Archtypicality
"Hooray for me, whoever that might be."
In this culture, in my culture, we describe individuals by associating each with one of a small number of exemplar descriptions, so-called archetypes. These comparisons don't even try to determine an individual's uniquenesses, but first attempt to classify according to some similarity, what they're like or not like. The sum of the resulting similarities stands in for an individual's description, their brand, even their identity. Failing to fit into some easily recognizable 'archtypicality' earns one the default label of "oddball," which means unclassifiable, an unbranded range animal without clear social identity. ©2018 by David A. Schmaltz - all rights reserved
Billions of individuals vie for this sort of social definition, each selecting from a tiny few exemplar patterns. I, for instance, could try to shape my behaviors so that I might be easily recognized as a Loving Husband or a Wise Counsel. Of course I am not all either of those, and perhaps only a tiny intermittent bit of either, so I'll seriously consider richening my self image by slipping in hints of songwriter, poet, or cook, though I hardly qualify as even half any of those archetypes. Sometimes, I seem more weasel than primate. Others, certainly less devout than decency might demand. I claim to not 'be' anybody's mechanic, though I still find myself behaving as if I was at least my own mechanic, though anyone strongly identifying with The Mechanic archtypicality could instantly see through my self-deception.
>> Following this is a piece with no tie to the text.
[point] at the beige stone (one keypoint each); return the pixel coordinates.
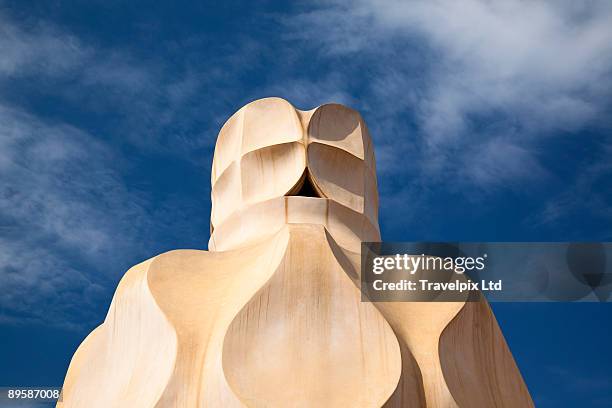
(271, 315)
I cannot seem to coherently sum up my own parts to derive a discernible whole for myself. I hold my public personnas, perhaps more delusionally than rationally. I hold my private personnas extremely close to my vest. These private convictions, though, tend to show to anyone paying close attention, as my words and my music will seem somehow out of synch. Not even this conductor is ever really fooled by even his own subtle incongruities. He does wonder, though, just how he might go about constructing and projecting a confidently congruent self. Just who is he this time, any time?
He seems to be something other than a simple sum of his parts. Some parts don't sum. A few seem to conjugate into forms no calculation could coherently combine. The more alarming ones seem to stand on their own and cast huge shadows over any additional or even subtractional operations. Of course the observers get to draw their own conclusions and they almost never collude to arrive at even distantly similar ones. The I that might pass for me seems remarkably obfuscated, at least a plural but more likely a collective, a starburst of distinctly different bits of dust.
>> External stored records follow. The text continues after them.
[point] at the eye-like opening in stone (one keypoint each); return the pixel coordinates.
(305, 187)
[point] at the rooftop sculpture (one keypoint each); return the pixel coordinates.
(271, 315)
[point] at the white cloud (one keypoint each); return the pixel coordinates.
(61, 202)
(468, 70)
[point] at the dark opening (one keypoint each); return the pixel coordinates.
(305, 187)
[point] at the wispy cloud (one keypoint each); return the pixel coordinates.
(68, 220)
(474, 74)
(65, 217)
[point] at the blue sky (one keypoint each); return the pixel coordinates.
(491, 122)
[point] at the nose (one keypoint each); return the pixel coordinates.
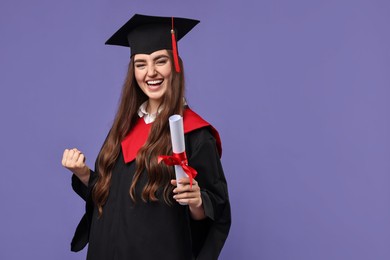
(152, 71)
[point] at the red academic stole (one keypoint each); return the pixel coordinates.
(139, 134)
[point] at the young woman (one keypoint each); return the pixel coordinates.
(134, 207)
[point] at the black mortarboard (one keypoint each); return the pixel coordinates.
(146, 34)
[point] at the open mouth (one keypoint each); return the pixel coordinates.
(154, 83)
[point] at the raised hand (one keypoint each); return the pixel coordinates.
(74, 160)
If the word really was the beginning, where did the things that word described emerge? A word without an object seems just as disembodied as an object without a word to describe it into rough existence. I say I'm uncertain who I am because on my better days it seems as though better than half of me is still waiting on the invention of the word to describe it while the remaining portion's descriptions seem under contentious debate to determine if they really are as described. I stand somewhere nearer the middle of that persistent muddle, wondering in a language not quite yet fully concocted, trying on descriptors like a society matron might try on hats.
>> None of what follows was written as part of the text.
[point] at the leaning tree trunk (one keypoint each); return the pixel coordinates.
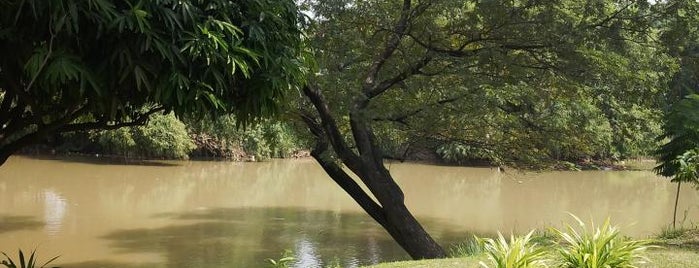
(677, 199)
(367, 163)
I admit that I'm suspicious when I meet someone who can crisply respond to my asking who they are. I've grown to accept that I open can-of-worms conversations whenever I ask, for there could be no possible satisfying response. If you declare yourself a cost accountant, a lot more must be disclosed before I'm even able to determine your authentic archtypicality, if that's not a contradiction in terms for even a cost accountant. By the time we've delved more deeply into what that first label means for you, I will learn that you seem to be a unique one, typical in no way other than that no one else has ever been typical, either. I will lose the loose and easy label I might have aspired for you, but I will have gained a deeper, if unspeakable, understanding of what you as a fellow person might be.
Hooray for me, whoever that might be.